Global and local improvements #
Local improvements #
Local improvements represent better alternative routes identified within a routing domain. If in the example image above current routes are represented by black lines then local improvements are depicted by orange lines b2 and c2. Keep in mind that a1 just reconfirmed an existing current route and no improvements are made in such a case.
Local improvements are announced in their routing domains and this has the characteristic that local traffic exits customer’s network via local providers. This also means that inter-datacenter interconnects are free from such traffic.
IRP prefers local routes and Improvements to Global improvements.
Parameter bgpd.rd_local_mark specifies a community marker that distinguishes local improvements from Global Improvements. A BGP speaker should not advertise these improvements outside its Routing Domain. It must be noted that a single marker is used for all the routing domains and each of them shall be configured to advertise local improvements within the domain and filter it out for inter-domain exchanges.
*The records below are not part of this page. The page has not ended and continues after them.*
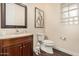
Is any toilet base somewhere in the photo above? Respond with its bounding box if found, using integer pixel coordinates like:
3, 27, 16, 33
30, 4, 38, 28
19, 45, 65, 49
41, 44, 53, 54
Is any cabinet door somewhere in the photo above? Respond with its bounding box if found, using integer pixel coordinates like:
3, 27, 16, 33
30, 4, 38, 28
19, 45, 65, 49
23, 42, 33, 56
3, 44, 22, 56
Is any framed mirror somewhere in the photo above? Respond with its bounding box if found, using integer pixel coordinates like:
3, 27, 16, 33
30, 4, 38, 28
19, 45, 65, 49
1, 3, 27, 28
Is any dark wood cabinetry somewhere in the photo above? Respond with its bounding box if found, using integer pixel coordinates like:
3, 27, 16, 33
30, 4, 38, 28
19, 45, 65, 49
0, 35, 33, 56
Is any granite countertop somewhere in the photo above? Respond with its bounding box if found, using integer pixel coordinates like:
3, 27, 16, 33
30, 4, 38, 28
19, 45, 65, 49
0, 33, 33, 39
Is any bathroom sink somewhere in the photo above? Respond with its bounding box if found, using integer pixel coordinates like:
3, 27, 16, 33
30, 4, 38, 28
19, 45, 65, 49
0, 33, 32, 39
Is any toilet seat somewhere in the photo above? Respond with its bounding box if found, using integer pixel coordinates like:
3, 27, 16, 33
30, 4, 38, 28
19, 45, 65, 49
43, 40, 54, 44
43, 40, 54, 47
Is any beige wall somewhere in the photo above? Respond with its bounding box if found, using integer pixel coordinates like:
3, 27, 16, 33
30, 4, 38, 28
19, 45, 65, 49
0, 3, 48, 47
0, 3, 79, 55
45, 4, 79, 55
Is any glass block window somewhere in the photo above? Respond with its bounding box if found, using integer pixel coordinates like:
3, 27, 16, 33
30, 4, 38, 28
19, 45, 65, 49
61, 3, 79, 24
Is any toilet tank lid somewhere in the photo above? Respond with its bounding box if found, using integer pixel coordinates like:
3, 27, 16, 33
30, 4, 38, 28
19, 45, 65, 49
43, 40, 54, 43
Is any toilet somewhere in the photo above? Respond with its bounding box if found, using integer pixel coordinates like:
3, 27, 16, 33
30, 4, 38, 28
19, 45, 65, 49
37, 33, 54, 54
Local improvements should be stopped from propagating across routing domains. A route map is used to address this. Below are listed sample route maps for Cisco IOS and JUNOS 9.
Cisco IOS #
neighbor <neighbor-from-another-RD> send-community (should be configured for all iBGP sessions) ip community-list standard CL-IRP permit 65535:1 route-map RM-IRP-RD deny 10 match community CL-IRP route-map RM-IRP-RD permit 20 router bgp AS neighbor <neighbor-from-another-RD> route-map RM-IRP-RD out
Refer Route-Maps for IP Routing Protocol Redistribution Configuration
JUNOS 9 #
policy-options{ policy-statement IRP-CL { term 0 { from { protocol bgp; community IRP-RD; } then reject; } term 1 { then accept; } } community IRP-RD members 65535:1; } protocols { bgp { group ebgp { type external; neighbor 10.0.0.1 { export IRP-CL; } } } }
Refer Policy Framework Configuration Guide; Release 9.3
Global improvements #
Global improvements are made when IRP identifies an alternative route that even after factoring in the latencies incurred by inter-datacenter interconnects are better than all existing alternatives. Such an example can be represented by alternative route c2 in the image above. A global improvement is made when one routing domain alternative is better than the best local alternatives in all other routing domains even considering the latencies incurred by inter-datacenter interconnects.In theimage above c2 will become a global improvement if his loss characteristic is best to all alternatives and its latency:
-
(c2+idc1 – margin) is better than best local alternative a1 in RD SJC
-
(c2+idc3 – margin) is better than best local alternative b2 in RD SFO
where:
-
a1, b2 and c2 represent roundtrip times determined by IRP during probing of a destination.
-
idc values are configurable and are set as one entry of global.rd_rtt parameter.
-
margin is given by core.global.worst_ms.
Global improvements move traffic via inter-datacenter interconnects and as such are less desirable to local routes. Global improvements make sense when defined as above and even more sense when packet loss is taken in consideration and routing via a different datacenter reduces packet loss significantly.